Recent studies at the Oak Ridge Atomic Research Center have revealed that about 98 percent of all the atoms in a human body are replaced every year. You get a new suit of skin every month and a new liver every six weeks. The lining of your stomach lasts only five days before it's replaced. Even your bones are not the solid, stable, concrete-like things you might have thought them to be: They are undergoing constant change. The bones you have today are different from the bones you had a year ago. Experts in this area of research have concluded that there is a complete, 100 percent turnover of atoms in the body at least every five years. In other words, not one single atom present in your body today was there five years ago.*

* Taken from Guy Murchie, The Seven Mysteries of Life (Boston: Houghton-Mifflin, 1978), pp. 321-22.

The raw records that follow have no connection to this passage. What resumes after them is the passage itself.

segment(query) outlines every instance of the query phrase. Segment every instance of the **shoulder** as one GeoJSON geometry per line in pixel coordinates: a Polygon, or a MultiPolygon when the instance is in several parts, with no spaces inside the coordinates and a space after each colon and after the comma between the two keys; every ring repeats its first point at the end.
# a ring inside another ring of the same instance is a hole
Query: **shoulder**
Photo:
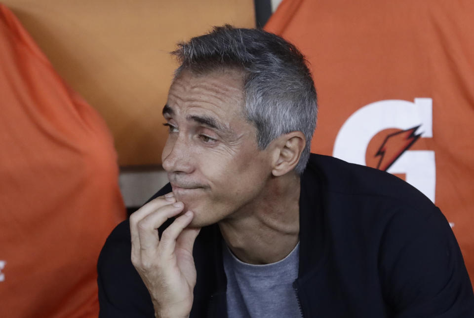
{"type": "Polygon", "coordinates": [[[386,207],[391,211],[438,212],[424,194],[400,178],[332,157],[312,154],[303,178],[307,186],[318,186],[326,197],[341,204],[355,204],[352,206],[355,207],[369,204],[378,206],[378,210],[386,207]]]}

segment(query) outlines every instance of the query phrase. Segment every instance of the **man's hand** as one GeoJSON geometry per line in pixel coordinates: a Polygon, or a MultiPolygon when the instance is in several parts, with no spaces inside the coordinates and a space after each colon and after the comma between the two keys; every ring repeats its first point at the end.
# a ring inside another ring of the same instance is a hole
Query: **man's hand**
{"type": "Polygon", "coordinates": [[[199,229],[186,228],[194,214],[180,215],[163,232],[158,228],[182,212],[172,193],[150,201],[130,217],[133,266],[148,289],[160,318],[188,317],[193,305],[196,269],[193,246],[199,229]]]}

Many people believe that a person is the brain or some part of the brain. You may be one of them. If so, the following should boggle your mind:

"Recent studies on the turnover of the molecular population within a given nerve cell have indicated that ... their macromolecular contingent is renewed about ten thousand times in a lifetime."*

In other words, the matter making up each brain cell is completely renewed every three days.

Your brain—that mass of matter which is contained in your skull today—is not the same brain that was in your skull last week.

*Paul Weiss, "The Living System: Determinism Stratified," in Arthur Koestler and J.R. Smythies, eds., Beyond Reductionism (London: Hutchinson, 1969), p. 13.

The body is yours—but it is not you. The body is a garment that you are wearing, a machine that you are using, a vehicle that you are driving. The body is your possession. Just as a person does not identify himself as being the shirt he is wearing, he also should not identify himself with the body that he is wearing.